Member of the Iowa Senate from the 49th district
- In office January 11, 1909 – January 9, 1921

Personal details
- Born: April 7, 1865 Gibbsville, Wisconsin, U.S.
- Died: January 29, 1954 (aged 88) Sioux Center, Iowa, U.S.
- Party: Republican
- Spouse: Clara Van Rooyen ​(m. 1886)​
- Children: 7
- Education: Sheboygan Falls High School
- Occupation: Politician

= Nicholas Balkema =

American politician (1865–1954)

Nicholas Balkema (April 7, 1865 – January 29, 1954) was an American politician.

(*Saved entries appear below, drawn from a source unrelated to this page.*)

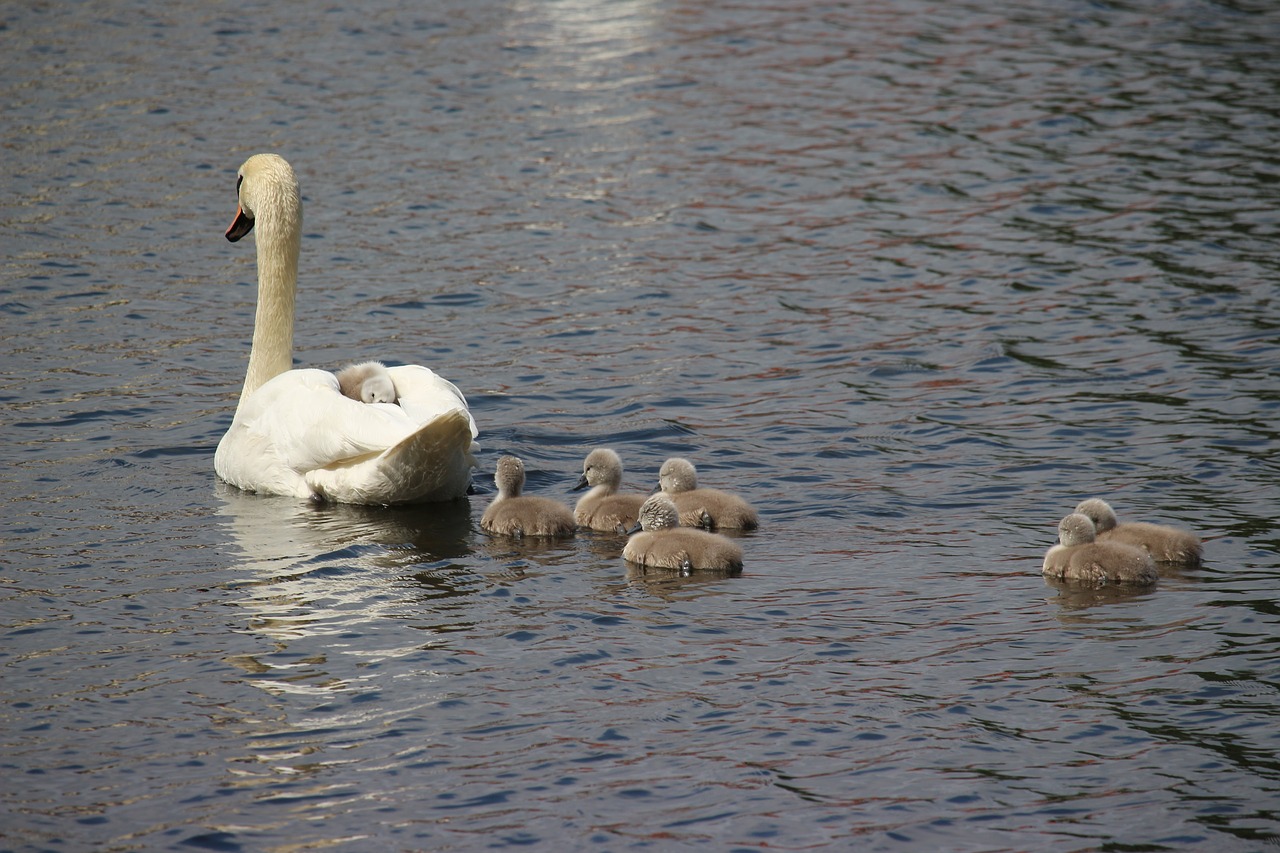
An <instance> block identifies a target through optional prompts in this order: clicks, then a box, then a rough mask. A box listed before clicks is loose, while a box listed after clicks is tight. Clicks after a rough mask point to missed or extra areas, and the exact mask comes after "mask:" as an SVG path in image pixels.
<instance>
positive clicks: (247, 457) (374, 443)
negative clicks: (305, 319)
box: [214, 154, 476, 505]
mask: <svg viewBox="0 0 1280 853" xmlns="http://www.w3.org/2000/svg"><path fill="white" fill-rule="evenodd" d="M236 188H237V193H238V196H239V209H238V210H237V211H236V219H234V220H233V222H232V224H230V227H229V228H228V229H227V240H229V241H232V242H236V241H237V240H239V238H241V237H243V236H244V234H247V233H248V232H250V231H255V229H256V231H257V315H256V318H255V320H253V345H252V348H251V350H250V356H248V370H247V373H246V375H244V389H243V391H242V392H241V398H239V405H238V406H237V409H236V418H234V420H233V421H232V425H230V428H229V429H228V430H227V434H225V435H223V439H221V441H220V442H219V443H218V452H216V453H215V455H214V470H215V471H216V473H218V476H220V478H223V479H224V480H227V482H228V483H230V484H232V485H236V487H238V488H242V489H246V491H248V492H260V493H264V494H291V496H294V497H306V498H314V500H323V501H335V502H340V503H371V505H390V503H411V502H424V501H447V500H452V498H458V497H462V496H463V494H466V491H467V485H468V483H470V480H471V469H472V467H474V466H475V457H474V456H472V448H474V439H475V437H476V427H475V420H472V418H471V412H470V411H467V402H466V400H465V398H463V396H462V393H461V392H460V391H458V389H457V388H456V387H454V386H453V383H451V382H448V380H445V379H442V378H440V377H438V375H435V374H434V373H433V371H431V370H429V369H426V368H422V366H419V365H406V366H399V368H388V369H387V373H388V374H389V375H390V379H392V383H393V384H394V388H396V398H397V403H365V402H357V401H355V400H351V398H349V397H344V396H343V394H342V391H340V389H339V387H338V378H337V377H335V375H334V374H333V373H329V371H328V370H314V369H292V362H293V307H294V302H296V295H297V282H298V250H300V246H301V240H302V201H301V199H300V196H298V182H297V179H296V178H294V177H293V168H292V167H289V164H288V163H287V161H285V160H284V159H283V158H280V156H278V155H275V154H257V155H255V156H251V158H250V159H248V160H246V161H244V165H242V167H241V169H239V174H238V177H237V179H236Z"/></svg>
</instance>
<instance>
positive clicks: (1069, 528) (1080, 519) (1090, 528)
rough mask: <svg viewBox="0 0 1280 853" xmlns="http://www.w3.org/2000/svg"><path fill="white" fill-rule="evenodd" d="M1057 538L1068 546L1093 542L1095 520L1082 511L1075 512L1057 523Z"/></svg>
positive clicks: (1064, 543)
mask: <svg viewBox="0 0 1280 853" xmlns="http://www.w3.org/2000/svg"><path fill="white" fill-rule="evenodd" d="M1057 539H1059V542H1061V543H1062V544H1064V546H1066V547H1071V546H1078V544H1088V543H1091V542H1093V539H1094V530H1093V520H1092V519H1089V516H1087V515H1084V514H1082V512H1073V514H1071V515H1069V516H1066V517H1065V519H1062V520H1061V521H1059V523H1057Z"/></svg>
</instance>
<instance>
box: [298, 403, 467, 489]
mask: <svg viewBox="0 0 1280 853" xmlns="http://www.w3.org/2000/svg"><path fill="white" fill-rule="evenodd" d="M471 446H472V439H471V418H470V416H468V415H467V412H466V411H465V410H462V409H456V410H453V411H448V412H445V414H443V415H439V416H438V418H434V419H431V420H430V421H428V423H426V424H424V425H422V427H421V428H419V430H417V432H415V433H413V434H411V435H408V437H406V438H404V439H402V441H401V442H399V443H397V444H394V446H393V447H389V448H387V450H385V451H383V452H381V453H379V455H376V456H374V457H371V459H365V460H360V461H357V460H351V461H349V462H347V464H343V465H335V466H330V467H324V469H319V470H314V471H308V473H307V485H310V487H311V491H312V492H314V493H315V496H316V497H317V498H320V500H325V501H338V502H342V503H372V505H379V503H380V505H393V503H431V502H439V501H452V500H456V498H461V497H465V496H466V493H467V485H470V483H471V469H472V467H475V465H476V461H475V456H472V452H471Z"/></svg>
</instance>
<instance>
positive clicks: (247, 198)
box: [227, 154, 302, 243]
mask: <svg viewBox="0 0 1280 853" xmlns="http://www.w3.org/2000/svg"><path fill="white" fill-rule="evenodd" d="M236 195H237V197H238V201H239V206H238V207H237V209H236V219H233V220H232V224H230V227H229V228H228V229H227V240H229V241H230V242H233V243H234V242H236V241H238V240H239V238H241V237H243V236H244V234H247V233H248V232H251V231H253V225H255V224H257V225H260V227H262V228H271V229H273V231H274V229H276V228H278V227H284V228H288V227H291V225H292V227H293V229H294V231H301V228H302V201H301V195H300V191H298V179H297V177H296V175H294V174H293V167H291V165H289V163H288V160H285V159H284V158H282V156H280V155H279V154H255V155H253V156H251V158H250V159H248V160H246V161H244V164H243V165H242V167H241V168H239V172H238V173H237V174H236Z"/></svg>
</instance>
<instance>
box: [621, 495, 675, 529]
mask: <svg viewBox="0 0 1280 853" xmlns="http://www.w3.org/2000/svg"><path fill="white" fill-rule="evenodd" d="M678 526H680V510H677V508H676V505H675V502H672V500H671V498H669V497H667V496H666V494H663V493H660V492H659V493H658V494H653V496H650V497H649V498H648V500H646V501H645V502H644V503H641V505H640V514H639V517H637V519H636V525H635V526H634V528H632V529H631V530H630V533H635V532H636V530H669V529H672V528H678Z"/></svg>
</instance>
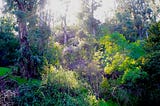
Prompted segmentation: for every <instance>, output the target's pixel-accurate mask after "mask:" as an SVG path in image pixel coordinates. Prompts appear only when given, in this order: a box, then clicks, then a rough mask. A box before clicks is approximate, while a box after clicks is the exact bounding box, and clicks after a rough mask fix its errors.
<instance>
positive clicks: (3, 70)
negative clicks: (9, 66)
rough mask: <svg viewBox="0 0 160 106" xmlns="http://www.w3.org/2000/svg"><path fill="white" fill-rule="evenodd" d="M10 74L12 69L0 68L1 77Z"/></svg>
mask: <svg viewBox="0 0 160 106" xmlns="http://www.w3.org/2000/svg"><path fill="white" fill-rule="evenodd" d="M10 72H11V69H9V68H5V67H0V76H4V75H6V74H8V73H10Z"/></svg>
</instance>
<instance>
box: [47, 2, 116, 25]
mask: <svg viewBox="0 0 160 106" xmlns="http://www.w3.org/2000/svg"><path fill="white" fill-rule="evenodd" d="M47 8H48V9H50V10H51V11H52V13H53V14H54V16H55V17H57V18H58V17H61V16H64V15H65V14H67V22H68V23H69V24H74V23H76V22H77V14H78V12H80V11H81V2H80V0H48V4H47ZM113 8H114V0H102V6H101V7H100V8H98V9H97V11H96V12H95V14H94V15H95V17H96V18H97V19H99V20H100V21H102V22H104V20H105V18H106V16H110V15H111V13H112V12H111V10H112V9H113Z"/></svg>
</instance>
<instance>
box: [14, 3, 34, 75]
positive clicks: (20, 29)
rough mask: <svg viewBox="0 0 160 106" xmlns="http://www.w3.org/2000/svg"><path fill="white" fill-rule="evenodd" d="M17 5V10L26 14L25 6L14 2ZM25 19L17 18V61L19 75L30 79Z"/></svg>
mask: <svg viewBox="0 0 160 106" xmlns="http://www.w3.org/2000/svg"><path fill="white" fill-rule="evenodd" d="M15 1H16V2H17V4H18V10H19V11H21V12H23V13H26V9H25V6H24V4H23V2H19V1H18V0H15ZM25 18H26V17H24V18H20V17H17V20H18V26H19V40H20V53H21V58H20V61H19V65H20V73H21V75H22V76H23V77H27V78H29V77H32V71H31V53H30V47H29V41H28V33H27V24H26V19H25Z"/></svg>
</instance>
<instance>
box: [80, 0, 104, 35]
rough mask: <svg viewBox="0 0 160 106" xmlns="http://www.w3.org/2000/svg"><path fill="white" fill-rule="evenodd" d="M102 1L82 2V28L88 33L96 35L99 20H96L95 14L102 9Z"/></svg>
mask: <svg viewBox="0 0 160 106" xmlns="http://www.w3.org/2000/svg"><path fill="white" fill-rule="evenodd" d="M100 6H101V4H100V1H99V2H97V1H95V0H82V11H81V12H80V13H79V16H78V18H79V19H80V26H81V27H83V28H84V30H85V31H86V32H88V33H89V34H92V35H93V36H95V35H96V30H97V29H98V25H99V23H100V22H99V20H97V19H95V18H94V12H95V11H96V10H97V8H98V7H100Z"/></svg>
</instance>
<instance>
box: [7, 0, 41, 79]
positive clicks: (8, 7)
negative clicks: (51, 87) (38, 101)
mask: <svg viewBox="0 0 160 106" xmlns="http://www.w3.org/2000/svg"><path fill="white" fill-rule="evenodd" d="M5 1H6V3H7V4H6V10H8V11H9V12H11V13H14V15H16V17H17V22H18V32H19V40H20V54H21V55H20V58H19V65H20V66H19V67H20V73H21V75H22V76H24V77H27V78H29V77H33V76H34V72H32V68H31V49H30V43H29V41H28V36H29V35H28V28H27V23H28V20H27V18H28V17H29V16H31V15H32V13H33V11H35V9H36V7H37V3H38V2H39V0H30V1H28V0H5Z"/></svg>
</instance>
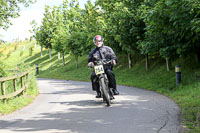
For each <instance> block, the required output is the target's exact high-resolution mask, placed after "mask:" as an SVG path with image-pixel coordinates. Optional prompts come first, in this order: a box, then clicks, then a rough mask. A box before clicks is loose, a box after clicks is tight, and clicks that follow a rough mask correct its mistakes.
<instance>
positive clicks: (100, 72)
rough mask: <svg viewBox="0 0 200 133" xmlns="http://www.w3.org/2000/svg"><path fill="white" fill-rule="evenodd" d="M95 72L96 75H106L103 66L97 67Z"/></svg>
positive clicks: (99, 66)
mask: <svg viewBox="0 0 200 133" xmlns="http://www.w3.org/2000/svg"><path fill="white" fill-rule="evenodd" d="M94 71H95V73H96V75H98V74H101V73H104V69H103V65H99V66H95V67H94Z"/></svg>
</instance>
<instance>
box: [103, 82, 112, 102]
mask: <svg viewBox="0 0 200 133" xmlns="http://www.w3.org/2000/svg"><path fill="white" fill-rule="evenodd" d="M101 87H102V93H103V100H105V101H106V103H107V106H110V104H111V101H110V95H109V93H108V91H107V89H106V87H107V86H106V84H105V81H104V78H101Z"/></svg>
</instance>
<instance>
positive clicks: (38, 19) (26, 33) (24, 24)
mask: <svg viewBox="0 0 200 133" xmlns="http://www.w3.org/2000/svg"><path fill="white" fill-rule="evenodd" d="M62 1H63V0H37V2H36V3H35V4H31V5H30V6H29V7H27V8H24V7H23V8H22V9H21V11H20V17H18V18H15V19H12V21H11V22H12V23H13V25H11V26H10V27H9V28H8V29H7V30H6V31H5V30H3V29H0V39H3V40H4V41H13V40H16V39H17V38H19V40H24V39H25V38H30V36H31V34H30V32H29V30H31V25H30V22H31V21H32V20H35V21H36V22H37V24H40V23H41V20H42V18H43V13H44V8H45V5H49V6H51V7H53V6H59V5H61V4H62ZM69 1H70V0H69ZM78 1H79V4H80V7H81V8H84V4H85V3H86V2H87V0H78ZM91 1H92V2H94V1H95V0H91Z"/></svg>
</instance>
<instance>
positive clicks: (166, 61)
mask: <svg viewBox="0 0 200 133" xmlns="http://www.w3.org/2000/svg"><path fill="white" fill-rule="evenodd" d="M166 65H167V71H168V72H169V71H170V70H171V67H172V64H171V61H170V59H169V58H166Z"/></svg>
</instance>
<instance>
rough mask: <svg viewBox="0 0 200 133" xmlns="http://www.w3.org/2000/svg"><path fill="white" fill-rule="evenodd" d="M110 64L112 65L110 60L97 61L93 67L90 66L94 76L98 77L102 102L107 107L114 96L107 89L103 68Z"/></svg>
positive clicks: (109, 104) (101, 60)
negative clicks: (93, 72) (94, 75)
mask: <svg viewBox="0 0 200 133" xmlns="http://www.w3.org/2000/svg"><path fill="white" fill-rule="evenodd" d="M110 63H112V60H109V61H107V60H106V59H98V60H97V61H96V62H95V65H93V66H92V67H93V69H94V71H95V74H96V75H97V77H98V81H99V85H100V91H101V97H102V98H103V101H105V102H106V103H107V106H110V104H111V100H112V99H114V96H113V94H112V92H111V90H110V87H109V80H108V77H107V74H106V73H105V68H104V67H105V65H106V64H110Z"/></svg>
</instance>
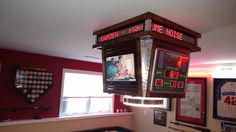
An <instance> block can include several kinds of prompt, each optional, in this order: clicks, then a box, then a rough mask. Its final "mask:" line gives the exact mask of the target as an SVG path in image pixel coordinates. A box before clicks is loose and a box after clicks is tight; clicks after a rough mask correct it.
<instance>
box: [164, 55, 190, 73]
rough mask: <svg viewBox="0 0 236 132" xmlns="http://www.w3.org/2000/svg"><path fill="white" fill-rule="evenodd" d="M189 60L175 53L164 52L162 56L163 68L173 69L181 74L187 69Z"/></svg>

Balkema was of Dutch descent. He was born on April 7, 1865, in Gibbsville, Wisconsin, attended Sheboygan Falls High School, then moved to Newkirk, Iowa, in 1884. On December 9, 1886, he married a Newkirk native, Clara Van Rooyen, with whom he raised four daughters and three sons. He became a schoolteacher and later ran his own business as well as the post office. In 1894, Balkema moved to Sioux Center. He held local offices and executive positions for a time before pursuing statewide political office. These included service as a bank executive, school board member, and city councillor in Sioux Center. Between 1909 and 1921, Balkema represented District 49, which included Sioux County, in the Iowa Senate as a Republican. He died on January 29, 1954, aged 88.